Severance agreements that contain a release of claims generally are not covered by Rule 408. This is because if the agreement is made at the time the party is terminated, it is offered before the dispute arises and is not within the ambit of Rule 408. It is immaterial whether the employer anticipated the severance agreement curtailing any potential future litigation. Bartlett, 2011 WL 1042324 at *4.
The court agrees that at this stage, it would be premature to strike paragraphs 17 and 66. Maxim offered Brandy $100 as part of a severance agreement to waive her rights to sue Maxim. Evidence of money offered in conjunction with a severance agreement is not covered by Rule 408. Based on the facts as pre- sented, is likely that Maxim made the offer before Brandy's claim had arisen. However, it is too early to determine what evidence would be used and whether it would be barred by Rule 408 or admissible as a severance agreement, and therefore, it is premature to determine whether the allegations are material.

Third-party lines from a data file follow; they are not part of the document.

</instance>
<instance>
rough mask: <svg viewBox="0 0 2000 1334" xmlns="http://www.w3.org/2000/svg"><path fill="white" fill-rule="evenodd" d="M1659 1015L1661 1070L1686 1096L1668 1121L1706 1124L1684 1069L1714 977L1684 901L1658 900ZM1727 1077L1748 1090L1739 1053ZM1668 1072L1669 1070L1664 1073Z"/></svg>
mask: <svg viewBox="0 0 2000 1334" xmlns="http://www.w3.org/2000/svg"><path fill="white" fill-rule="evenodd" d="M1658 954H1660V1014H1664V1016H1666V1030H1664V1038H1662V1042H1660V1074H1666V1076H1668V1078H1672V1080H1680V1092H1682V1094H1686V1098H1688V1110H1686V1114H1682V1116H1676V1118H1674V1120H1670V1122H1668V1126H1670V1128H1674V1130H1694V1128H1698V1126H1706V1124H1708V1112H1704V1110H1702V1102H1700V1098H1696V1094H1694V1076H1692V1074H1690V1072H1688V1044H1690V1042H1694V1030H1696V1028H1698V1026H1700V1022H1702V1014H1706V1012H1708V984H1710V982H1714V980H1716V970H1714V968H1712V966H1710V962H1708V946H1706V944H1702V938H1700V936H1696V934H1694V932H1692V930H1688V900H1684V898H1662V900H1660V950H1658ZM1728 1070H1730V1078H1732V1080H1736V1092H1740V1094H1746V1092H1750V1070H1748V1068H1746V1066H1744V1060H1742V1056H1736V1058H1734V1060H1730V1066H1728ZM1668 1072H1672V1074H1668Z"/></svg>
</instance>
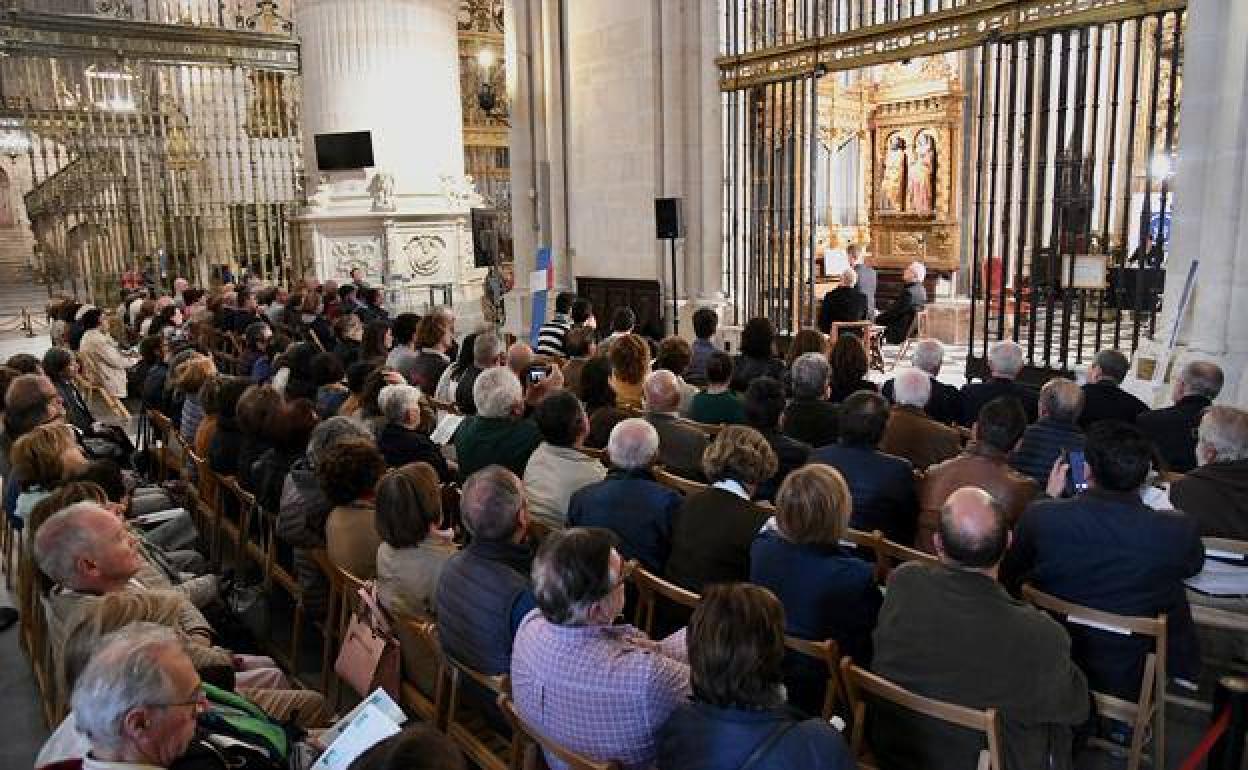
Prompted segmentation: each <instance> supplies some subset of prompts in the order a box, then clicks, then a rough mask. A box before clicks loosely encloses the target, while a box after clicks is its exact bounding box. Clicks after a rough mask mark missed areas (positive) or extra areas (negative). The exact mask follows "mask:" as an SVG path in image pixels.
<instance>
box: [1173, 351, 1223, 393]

Paragraphs 17 and 66 also explain the course of events. Maxim offered a severance agreement to release it from liability for future claims. In response, Brandy declined and asked to return to work, but her request was refused by Maxim. Brandy may intend to show not that Maxim was admitting her claim had validity but that Maxim declined to accommodate her disability by offering a severance package in lieu of allowing her to work. Such an intent would take the statements outside Rule 408, if Rule 408 was applicable, and would make the allegations relevant to her claim for discrimination.

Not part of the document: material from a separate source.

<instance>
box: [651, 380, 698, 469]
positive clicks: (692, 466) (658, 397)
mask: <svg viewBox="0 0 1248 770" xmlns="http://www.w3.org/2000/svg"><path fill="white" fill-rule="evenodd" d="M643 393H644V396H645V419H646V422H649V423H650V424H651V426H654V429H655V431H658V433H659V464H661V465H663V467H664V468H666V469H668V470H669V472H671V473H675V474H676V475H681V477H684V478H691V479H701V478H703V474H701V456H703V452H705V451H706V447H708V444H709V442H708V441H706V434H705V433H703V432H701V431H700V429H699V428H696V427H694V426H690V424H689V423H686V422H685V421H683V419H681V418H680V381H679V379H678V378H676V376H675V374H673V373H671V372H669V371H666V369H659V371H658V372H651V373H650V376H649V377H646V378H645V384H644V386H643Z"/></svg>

At this stage, it is too early to determine whether the evidence that will be used to support these allegations will be inadmissible, making the allegations irrelevant, or whether the evidence is unrelated to Brandy's claim. Maxim has not explained that any evidence related to the $100 severance offer was made at a time Brandy had a claim, that there was a dispute as to the validity or amount of that claim, or that the statement is being offered to prove the validity of the claim. For this reason, it is not clear that the statements, or any evidence used to support them, will be barred by Rule 408. Moreover, Maxim has not demonstrated that the statements are irrelevant to Brandy's claim for discrimination under the ADA. The complaint suggests that it may be used to show that Maxim did not accommodate her request. Maxim has failed to show that the statements are so unrelated as to be immaterial, impertinent, scandalous, or prejudicial.
For these reasons, the Motion to Strike Paragraphs 17 and 66 of Plaintiff's Complaint [DE 19] filed by the defendant, Maxim Healthcare Services, Inc., on July 26, 2012, is DENIED.